Che cos’è il price cap: è un massimale di prezzo, con il quale i Paesi potrebbero continuare ad acquistare gas dall’oleodotto russo purché il prezzo non superi una soglia concordata. Questo nell’ipotesi, ovviamente, che il fornitore non decida di dirottare il gas verso altri mercati.

Che cos’è il price cap: il tetto al prezzo del gas importato dalla Russia

Il price cap è un termine divenuto ormai di stretta attualità a causa della crisi energetica e delle conseguenze della guerra in Ucraina. Questo meccanismo impone che l’aumento dei prezzi o delle tariffe non può superare un valore calcolato sottraendo al tasso d’inflazione sui beni di consumo una quota minima di aumento della produttività.

Con questo sistema le pubbliche utilità se non vogliono veder peggiorare la propria redditività devono condurre la propria produttività verso livelli di crescita superiori al livello minimo richiesto.

L’effetto congiunto del price cap è determinato dal rallentamento della spinta inflattiva, causato dal fatto che le tariffe aumentano in ogni caso ad un ritmo meno elevato rispetto agli incrementi subiti dai prezzi dei beni di consumo.

Questa tecnica è applicata con successo in Gran Bretagna e in Francia ed è stata adottata anche in Italia per regolare le tariffe dei servizi di pubblica utilità. In questo caso il limite sarebbe imposto solamente al combustibile importato dalla Russia, mentre non vi sarebbero alterazioni nelle trattazioni con gli altri Paesi con cui abbiamo accordi, come Qatar, Egitto e Algeria.

Il Price cap, per introdurre un tetto al prezzo del gas importato dalla Russia via tubo cerca quindi di fissare un tetto massimo che si prefigurerebbe come nuova sanzione contro Mosca, oppure istituire un’entità unica europea per acquistare il gas a un determinato prezzo, che non dovrebbe scendere sotto i 35 euro a megawattora.

Al vaglio anche l’ipotesi di creare una “zona rossa” per i Paesi più esposti ai tagli delle forniture russe, tra cui l’Italia, dove potrebbe essere fissato un prezzo temporaneo amministrato per il gas legato all’andamento del Ttf, la piattaforma di Amsterdam, che indica il mercato di riferimento in Europa per lo scambio del gas naturale.

Due modi di agire

L’idea di imporre un tetto ai prezzi è piuttosto intuitiva, il problema è come si mette in pratica. Si potrebbe agire in due modi, il primo sarebbe quello di utilizzare il tetto come una nuova sanzione alla Russia, con il rischio di inasprire ulteriormente gli animi, oppure istituire una centrale di acquisti europea. 

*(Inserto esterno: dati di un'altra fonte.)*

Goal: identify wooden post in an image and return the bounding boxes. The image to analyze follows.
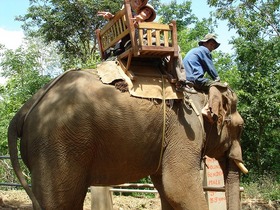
[90,186,113,210]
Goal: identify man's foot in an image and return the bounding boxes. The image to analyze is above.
[176,83,197,94]
[201,107,214,123]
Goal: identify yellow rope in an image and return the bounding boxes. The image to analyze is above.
[156,75,166,172]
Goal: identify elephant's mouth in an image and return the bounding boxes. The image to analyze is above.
[234,160,248,174]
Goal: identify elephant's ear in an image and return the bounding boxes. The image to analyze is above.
[209,86,230,134]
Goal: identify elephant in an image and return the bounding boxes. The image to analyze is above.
[8,69,246,210]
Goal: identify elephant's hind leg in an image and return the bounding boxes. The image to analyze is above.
[32,160,88,210]
[151,175,173,210]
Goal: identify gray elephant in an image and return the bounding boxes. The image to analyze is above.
[8,70,247,210]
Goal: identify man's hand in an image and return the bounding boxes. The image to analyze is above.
[214,77,221,82]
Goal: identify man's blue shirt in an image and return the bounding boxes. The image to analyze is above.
[183,46,218,83]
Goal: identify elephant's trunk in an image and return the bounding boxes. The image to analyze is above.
[234,160,248,174]
[224,159,241,210]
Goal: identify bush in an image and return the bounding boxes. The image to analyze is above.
[241,174,280,201]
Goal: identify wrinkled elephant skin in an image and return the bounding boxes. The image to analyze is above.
[8,71,245,210]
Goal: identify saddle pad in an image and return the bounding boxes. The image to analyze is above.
[97,61,184,100]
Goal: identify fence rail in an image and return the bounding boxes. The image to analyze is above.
[0,156,244,193]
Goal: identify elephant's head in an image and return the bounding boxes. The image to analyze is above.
[203,86,248,209]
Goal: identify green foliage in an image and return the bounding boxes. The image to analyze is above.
[0,43,53,154]
[208,0,280,181]
[17,0,123,69]
[242,174,280,201]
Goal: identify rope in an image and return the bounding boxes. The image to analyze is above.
[156,75,166,172]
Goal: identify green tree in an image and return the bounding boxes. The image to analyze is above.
[0,41,56,154]
[17,0,123,69]
[208,0,280,179]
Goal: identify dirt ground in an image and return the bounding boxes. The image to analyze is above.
[0,190,280,210]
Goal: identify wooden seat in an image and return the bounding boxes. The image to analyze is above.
[96,0,178,79]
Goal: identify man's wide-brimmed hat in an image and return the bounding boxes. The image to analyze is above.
[130,0,148,12]
[139,4,157,22]
[198,34,220,49]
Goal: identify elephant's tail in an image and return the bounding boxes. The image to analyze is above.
[8,115,42,210]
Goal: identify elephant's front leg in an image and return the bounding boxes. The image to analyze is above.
[151,150,208,210]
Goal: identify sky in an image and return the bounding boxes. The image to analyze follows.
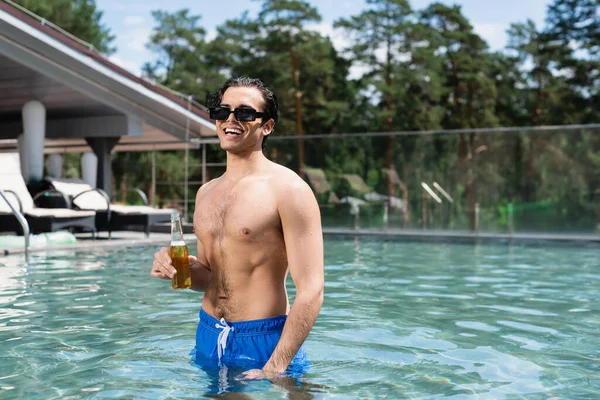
[96,0,550,75]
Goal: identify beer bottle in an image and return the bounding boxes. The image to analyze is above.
[169,213,192,290]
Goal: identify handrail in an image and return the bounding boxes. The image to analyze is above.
[0,189,29,260]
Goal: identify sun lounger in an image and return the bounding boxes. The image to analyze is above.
[46,178,176,237]
[0,153,96,234]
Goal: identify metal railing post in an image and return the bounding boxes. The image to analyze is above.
[0,189,29,260]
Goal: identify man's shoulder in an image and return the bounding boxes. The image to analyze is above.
[271,163,312,198]
[196,177,221,198]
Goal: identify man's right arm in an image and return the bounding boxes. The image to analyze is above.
[190,240,212,292]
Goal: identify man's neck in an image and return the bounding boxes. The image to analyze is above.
[225,150,267,179]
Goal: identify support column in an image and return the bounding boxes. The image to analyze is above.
[85,137,120,196]
[19,100,46,183]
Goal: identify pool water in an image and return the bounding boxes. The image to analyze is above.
[0,239,600,399]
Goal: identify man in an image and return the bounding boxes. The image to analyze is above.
[151,78,324,379]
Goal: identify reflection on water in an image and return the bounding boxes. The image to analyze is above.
[0,239,600,399]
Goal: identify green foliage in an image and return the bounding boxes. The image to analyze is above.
[88,0,600,231]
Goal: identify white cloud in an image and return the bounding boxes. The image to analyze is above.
[305,22,350,52]
[117,27,152,53]
[123,15,146,26]
[205,28,217,42]
[108,55,141,76]
[473,22,508,51]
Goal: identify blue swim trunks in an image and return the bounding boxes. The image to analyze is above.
[193,310,310,376]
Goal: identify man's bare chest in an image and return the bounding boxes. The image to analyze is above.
[194,190,281,246]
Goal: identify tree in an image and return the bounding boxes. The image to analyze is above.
[334,0,412,226]
[142,9,223,102]
[14,0,116,55]
[420,3,497,230]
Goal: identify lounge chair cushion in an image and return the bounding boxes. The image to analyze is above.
[0,173,34,213]
[25,208,96,218]
[110,204,175,214]
[52,180,108,211]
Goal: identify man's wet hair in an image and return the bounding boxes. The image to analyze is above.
[206,76,279,149]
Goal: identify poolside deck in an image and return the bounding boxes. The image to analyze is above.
[0,224,600,256]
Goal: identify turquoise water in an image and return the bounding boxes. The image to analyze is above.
[0,240,600,399]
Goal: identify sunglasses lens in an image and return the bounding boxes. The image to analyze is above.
[210,107,229,120]
[234,108,256,122]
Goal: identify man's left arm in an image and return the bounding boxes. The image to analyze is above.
[263,180,325,375]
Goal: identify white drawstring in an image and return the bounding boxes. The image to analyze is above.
[215,318,233,365]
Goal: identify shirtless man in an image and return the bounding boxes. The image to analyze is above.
[151,78,324,379]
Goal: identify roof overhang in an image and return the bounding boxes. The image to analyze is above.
[0,1,216,148]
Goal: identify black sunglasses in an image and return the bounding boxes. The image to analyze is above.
[209,107,266,122]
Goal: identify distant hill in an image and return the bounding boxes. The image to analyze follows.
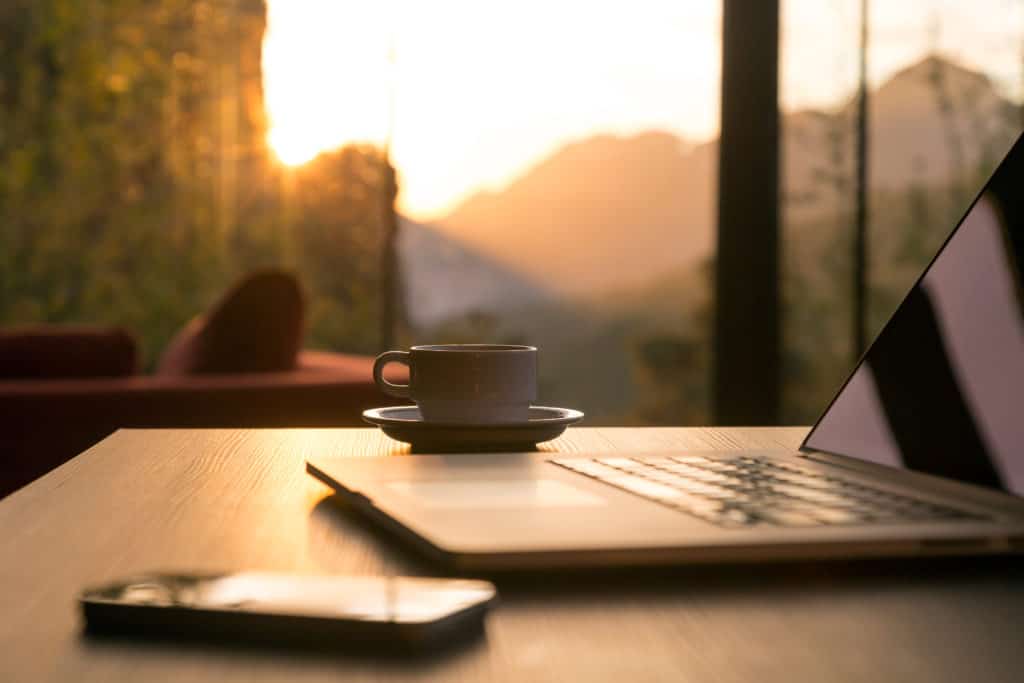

Secondo il professor Michele Polo, docente di Economia politica presso l’Università Bocconi di Milano, l’opzione migliore sarebbe la seconda, perché:

“Non è possibile immaginare una negoziazione di ogni singolo importatore con Gazprom perché lo squilibrio della capacità negoziale sarebbe enorme e lo stesso monopolista non ci starebbe. La possibilità immaginata a livello europeo è quello di attribuire alla Commissione europea il ruolo di negoziatore unico per tutte le importazioni ai Paesi europei e quindi contrapporre a un monopolista lato offerta un monopolista lato domanda”.

I possibili rischi

L’eventuale accordo sul price cap dovrà contenere anche un passaggio fondamentale, ovvero l’Europa dovrà essere pronta ad accettare uno stop alle forniture.

D’altronde, Mosca sta utilizzando il blocco del Nord Stream 1 proprio come arma di ricatto contro le sanzioni e il Cremlino ha già messo in chiaro che i lavori di manutenzione al gasdotto proseguiranno fino a quando queste misure non verranno ritirate.

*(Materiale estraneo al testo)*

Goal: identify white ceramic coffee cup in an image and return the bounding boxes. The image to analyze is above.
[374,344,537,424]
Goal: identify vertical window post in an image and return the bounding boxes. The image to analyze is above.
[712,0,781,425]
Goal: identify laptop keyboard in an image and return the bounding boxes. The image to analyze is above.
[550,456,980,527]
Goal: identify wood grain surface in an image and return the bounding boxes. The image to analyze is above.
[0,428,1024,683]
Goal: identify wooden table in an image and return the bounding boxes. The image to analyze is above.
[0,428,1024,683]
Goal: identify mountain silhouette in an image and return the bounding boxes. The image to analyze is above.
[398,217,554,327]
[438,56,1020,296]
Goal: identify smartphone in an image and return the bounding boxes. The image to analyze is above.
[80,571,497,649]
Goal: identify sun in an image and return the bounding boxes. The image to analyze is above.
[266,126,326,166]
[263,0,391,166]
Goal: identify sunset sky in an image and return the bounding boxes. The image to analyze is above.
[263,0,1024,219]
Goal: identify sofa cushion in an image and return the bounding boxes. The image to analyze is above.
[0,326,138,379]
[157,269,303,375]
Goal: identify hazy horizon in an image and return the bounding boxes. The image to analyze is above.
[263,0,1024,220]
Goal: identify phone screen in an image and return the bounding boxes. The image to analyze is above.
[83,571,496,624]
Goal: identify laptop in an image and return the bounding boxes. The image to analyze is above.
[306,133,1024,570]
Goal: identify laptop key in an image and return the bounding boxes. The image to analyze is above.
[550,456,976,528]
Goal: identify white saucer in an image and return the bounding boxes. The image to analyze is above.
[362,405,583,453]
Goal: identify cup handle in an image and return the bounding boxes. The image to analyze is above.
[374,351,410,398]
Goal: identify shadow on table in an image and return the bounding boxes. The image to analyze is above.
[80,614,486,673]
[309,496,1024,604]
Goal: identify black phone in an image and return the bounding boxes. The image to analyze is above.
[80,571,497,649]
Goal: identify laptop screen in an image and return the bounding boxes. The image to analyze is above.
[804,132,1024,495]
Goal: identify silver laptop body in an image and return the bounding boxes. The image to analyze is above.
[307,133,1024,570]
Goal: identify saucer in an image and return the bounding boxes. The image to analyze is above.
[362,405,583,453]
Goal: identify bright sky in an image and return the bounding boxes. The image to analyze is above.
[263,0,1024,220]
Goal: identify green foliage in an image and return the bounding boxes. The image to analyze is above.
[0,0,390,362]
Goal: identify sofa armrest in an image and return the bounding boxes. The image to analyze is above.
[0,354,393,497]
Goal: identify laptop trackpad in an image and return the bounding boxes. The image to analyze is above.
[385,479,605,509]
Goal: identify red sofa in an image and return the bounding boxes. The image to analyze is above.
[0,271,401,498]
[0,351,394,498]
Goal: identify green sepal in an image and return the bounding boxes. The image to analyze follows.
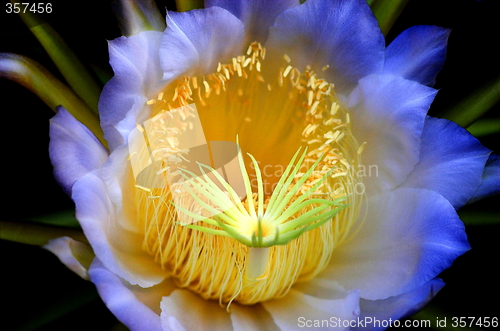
[368,0,408,36]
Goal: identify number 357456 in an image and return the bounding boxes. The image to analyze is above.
[5,2,52,14]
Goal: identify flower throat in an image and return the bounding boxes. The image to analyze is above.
[134,43,362,307]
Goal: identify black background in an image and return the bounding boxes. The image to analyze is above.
[0,0,500,330]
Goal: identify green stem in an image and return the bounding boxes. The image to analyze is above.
[0,221,87,246]
[438,76,500,127]
[11,0,101,114]
[368,0,408,36]
[175,0,203,11]
[0,53,107,146]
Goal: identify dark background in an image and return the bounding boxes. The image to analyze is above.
[0,0,500,330]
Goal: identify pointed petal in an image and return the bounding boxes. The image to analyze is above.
[205,0,299,44]
[89,259,174,331]
[161,290,232,331]
[402,117,490,209]
[43,237,95,280]
[49,107,108,194]
[262,289,360,330]
[160,7,244,81]
[469,154,500,203]
[99,31,163,150]
[354,278,445,331]
[384,25,451,86]
[266,0,385,91]
[347,75,436,194]
[324,189,470,300]
[72,172,166,287]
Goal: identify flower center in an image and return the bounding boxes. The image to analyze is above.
[129,43,362,304]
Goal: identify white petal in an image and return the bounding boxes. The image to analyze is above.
[231,303,280,331]
[262,289,360,330]
[89,259,174,331]
[72,172,166,287]
[160,7,244,81]
[161,290,232,331]
[99,31,165,150]
[49,107,108,194]
[347,75,436,194]
[318,189,470,300]
[43,237,95,280]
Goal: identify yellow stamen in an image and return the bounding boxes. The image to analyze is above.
[130,43,365,306]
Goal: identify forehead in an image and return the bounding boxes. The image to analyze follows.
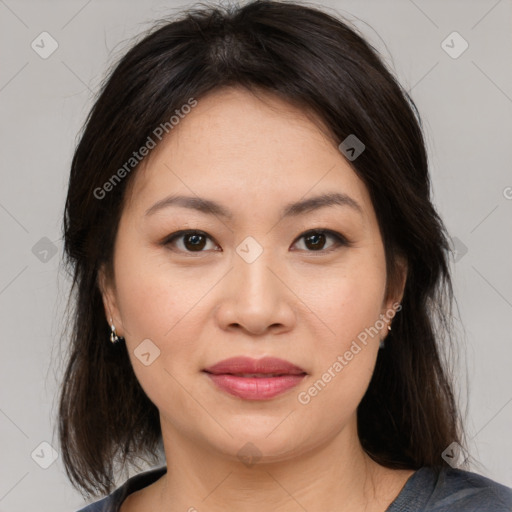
[122,88,371,222]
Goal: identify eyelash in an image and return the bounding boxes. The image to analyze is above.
[162,229,352,254]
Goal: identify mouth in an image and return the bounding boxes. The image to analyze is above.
[203,357,307,400]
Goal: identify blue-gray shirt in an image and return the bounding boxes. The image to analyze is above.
[78,466,512,512]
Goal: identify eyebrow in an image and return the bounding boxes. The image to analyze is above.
[145,192,363,219]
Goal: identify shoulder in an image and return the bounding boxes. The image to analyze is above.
[77,466,167,512]
[426,468,512,512]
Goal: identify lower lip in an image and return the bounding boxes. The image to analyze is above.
[206,372,306,400]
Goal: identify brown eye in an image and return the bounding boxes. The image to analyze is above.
[164,231,217,252]
[297,229,349,252]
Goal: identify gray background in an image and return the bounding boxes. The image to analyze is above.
[0,0,512,512]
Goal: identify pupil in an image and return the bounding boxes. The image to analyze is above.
[185,235,204,249]
[306,233,325,249]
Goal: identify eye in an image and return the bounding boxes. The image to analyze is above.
[163,229,219,252]
[290,229,350,252]
[163,229,350,253]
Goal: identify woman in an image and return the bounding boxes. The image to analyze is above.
[59,1,512,512]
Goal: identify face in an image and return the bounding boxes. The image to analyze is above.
[101,89,400,461]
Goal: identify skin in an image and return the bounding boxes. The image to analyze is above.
[100,88,413,512]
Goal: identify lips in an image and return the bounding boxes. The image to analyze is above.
[204,357,306,377]
[203,357,307,400]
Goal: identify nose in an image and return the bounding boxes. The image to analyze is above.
[216,250,295,335]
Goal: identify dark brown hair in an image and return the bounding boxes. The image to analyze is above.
[58,0,463,495]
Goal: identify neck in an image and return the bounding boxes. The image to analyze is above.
[152,418,411,512]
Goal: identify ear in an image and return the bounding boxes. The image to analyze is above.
[381,256,409,338]
[97,265,124,337]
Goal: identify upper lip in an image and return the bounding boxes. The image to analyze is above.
[204,356,306,375]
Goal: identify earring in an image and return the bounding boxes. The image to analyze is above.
[379,325,391,348]
[110,318,123,344]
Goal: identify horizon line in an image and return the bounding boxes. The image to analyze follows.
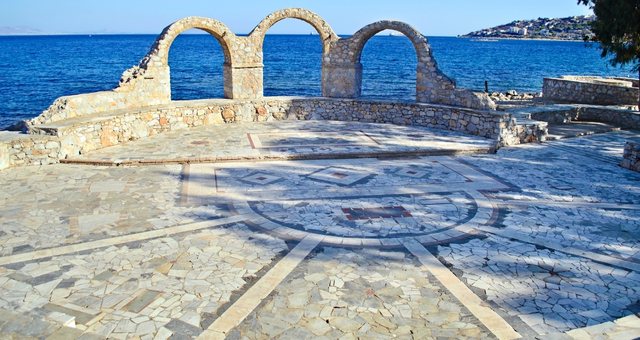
[0,32,462,38]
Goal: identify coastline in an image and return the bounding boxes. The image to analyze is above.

Ha senso quindi aspettarsi una risposta ancora più dura di fronte all’imposizione di un tetto massimo, oltre il quale il gas russo proprio non verrà acquistato.

Marcel Salikhov, direttore dell’Istituto di Energia e Finanza della Scuola Superiore d’economia di Mosca, ha in realtà parlato di un “gioco pericoloso”, dove è proprio la Russia a rischiare di perdere.

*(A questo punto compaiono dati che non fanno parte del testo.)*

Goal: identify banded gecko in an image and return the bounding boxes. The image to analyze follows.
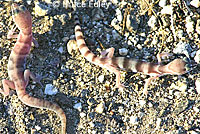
[0,4,67,134]
[74,14,186,95]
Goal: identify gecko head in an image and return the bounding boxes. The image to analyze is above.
[12,3,32,32]
[167,59,187,75]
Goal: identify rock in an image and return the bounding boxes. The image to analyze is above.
[95,102,104,114]
[126,14,138,32]
[119,48,128,56]
[58,46,64,54]
[118,106,124,114]
[67,40,78,54]
[111,18,122,31]
[158,0,167,7]
[26,0,32,5]
[129,116,139,125]
[112,30,121,40]
[196,19,200,34]
[161,5,173,15]
[173,41,192,58]
[156,118,162,129]
[185,16,194,34]
[98,75,104,83]
[139,100,146,107]
[148,15,157,30]
[80,112,86,118]
[92,8,104,21]
[35,2,50,16]
[73,102,82,111]
[190,0,200,8]
[44,84,58,95]
[115,8,123,22]
[195,78,200,94]
[194,49,200,64]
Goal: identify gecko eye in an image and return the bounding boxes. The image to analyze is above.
[13,9,20,15]
[20,5,26,11]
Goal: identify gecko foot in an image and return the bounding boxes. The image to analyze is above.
[0,89,9,102]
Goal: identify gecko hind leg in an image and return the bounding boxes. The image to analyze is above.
[143,75,159,96]
[157,52,173,64]
[100,47,115,58]
[0,79,15,101]
[24,69,43,87]
[7,25,18,39]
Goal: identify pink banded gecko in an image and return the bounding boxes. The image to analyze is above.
[74,15,186,95]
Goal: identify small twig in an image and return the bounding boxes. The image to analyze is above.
[171,2,176,41]
[97,39,105,50]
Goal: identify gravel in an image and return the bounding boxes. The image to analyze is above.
[0,0,200,134]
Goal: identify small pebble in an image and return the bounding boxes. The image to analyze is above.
[185,16,194,34]
[35,125,41,131]
[80,112,86,118]
[129,116,139,125]
[73,102,82,111]
[147,15,157,30]
[98,75,104,83]
[44,84,58,95]
[161,5,172,15]
[190,0,200,8]
[158,0,167,7]
[196,19,200,34]
[35,2,50,16]
[193,107,199,113]
[139,100,146,107]
[58,46,64,54]
[115,8,123,22]
[194,50,200,64]
[195,78,200,94]
[95,102,104,114]
[119,48,128,56]
[156,118,162,129]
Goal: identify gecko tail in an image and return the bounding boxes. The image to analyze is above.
[166,59,186,75]
[17,89,67,134]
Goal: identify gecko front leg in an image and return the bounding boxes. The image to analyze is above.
[7,25,39,47]
[24,69,43,87]
[100,47,115,58]
[0,79,15,101]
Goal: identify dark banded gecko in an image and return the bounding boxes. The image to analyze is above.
[74,15,186,95]
[0,4,67,134]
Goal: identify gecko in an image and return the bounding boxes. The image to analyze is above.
[74,14,187,95]
[0,3,67,134]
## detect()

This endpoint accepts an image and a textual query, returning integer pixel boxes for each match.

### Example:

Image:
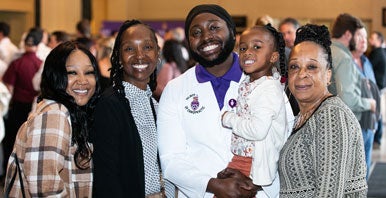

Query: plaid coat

[5,100,93,197]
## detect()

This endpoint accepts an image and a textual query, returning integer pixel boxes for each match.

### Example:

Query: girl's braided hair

[263,23,288,83]
[294,24,332,69]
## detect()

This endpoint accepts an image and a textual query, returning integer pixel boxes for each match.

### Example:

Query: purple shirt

[196,53,243,109]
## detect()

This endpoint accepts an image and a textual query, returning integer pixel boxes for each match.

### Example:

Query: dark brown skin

[207,168,261,198]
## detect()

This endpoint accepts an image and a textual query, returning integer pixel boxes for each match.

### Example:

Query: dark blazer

[91,87,145,198]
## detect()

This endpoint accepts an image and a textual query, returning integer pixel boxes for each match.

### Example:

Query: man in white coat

[157,5,292,198]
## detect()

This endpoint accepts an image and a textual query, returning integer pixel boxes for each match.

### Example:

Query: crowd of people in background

[0,4,386,197]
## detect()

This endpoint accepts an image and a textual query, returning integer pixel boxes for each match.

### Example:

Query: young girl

[219,24,293,197]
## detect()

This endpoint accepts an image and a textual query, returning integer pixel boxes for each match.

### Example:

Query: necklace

[294,93,331,130]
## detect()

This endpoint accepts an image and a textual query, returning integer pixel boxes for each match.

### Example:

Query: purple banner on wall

[101,20,185,37]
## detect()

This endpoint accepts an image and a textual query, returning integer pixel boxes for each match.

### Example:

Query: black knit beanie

[185,4,236,39]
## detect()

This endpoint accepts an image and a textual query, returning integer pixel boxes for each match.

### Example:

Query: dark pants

[2,101,32,174]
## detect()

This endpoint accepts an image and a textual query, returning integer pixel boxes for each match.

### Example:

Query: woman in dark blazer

[92,20,171,197]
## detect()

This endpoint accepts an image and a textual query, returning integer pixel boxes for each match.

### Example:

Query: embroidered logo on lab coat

[185,94,205,114]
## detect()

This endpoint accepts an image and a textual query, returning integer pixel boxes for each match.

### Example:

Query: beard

[189,35,236,67]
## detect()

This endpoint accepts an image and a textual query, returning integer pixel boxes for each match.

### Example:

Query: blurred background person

[32,31,70,91]
[3,29,43,175]
[153,39,189,100]
[279,17,300,116]
[369,31,386,149]
[48,31,70,49]
[350,27,382,178]
[96,37,115,92]
[0,21,18,75]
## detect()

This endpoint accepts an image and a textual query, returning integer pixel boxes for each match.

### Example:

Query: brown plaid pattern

[5,100,92,197]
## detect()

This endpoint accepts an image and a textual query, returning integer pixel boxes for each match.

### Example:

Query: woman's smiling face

[66,50,96,106]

Non è facile infatti reindirizzare i flussi di combustibile in così poco tempo e tra l’altro la Cina non ha ancora pronti gli impianti per importare il gas dalla Federazione russa. Nell’arco dei prossimi tre anni, potrebbero aver trovato una nuova destinazione solo 10 miliardi di metri cubi dei 135 totali che l’Europa comprava non più tardi del 2021. Inoltre, l’idea è quella di offrire a Mosca un prezzo che comunque risulterebbe appetibile.

L’UE sta inoltre lavorando per ridurre la sua dipendenza dalla Russia. Ad esempio, se fino allo scorso anno il 40% del gas che l’Italia importava proveniva da lì, oggi la percentuale si è abbassata al 18%.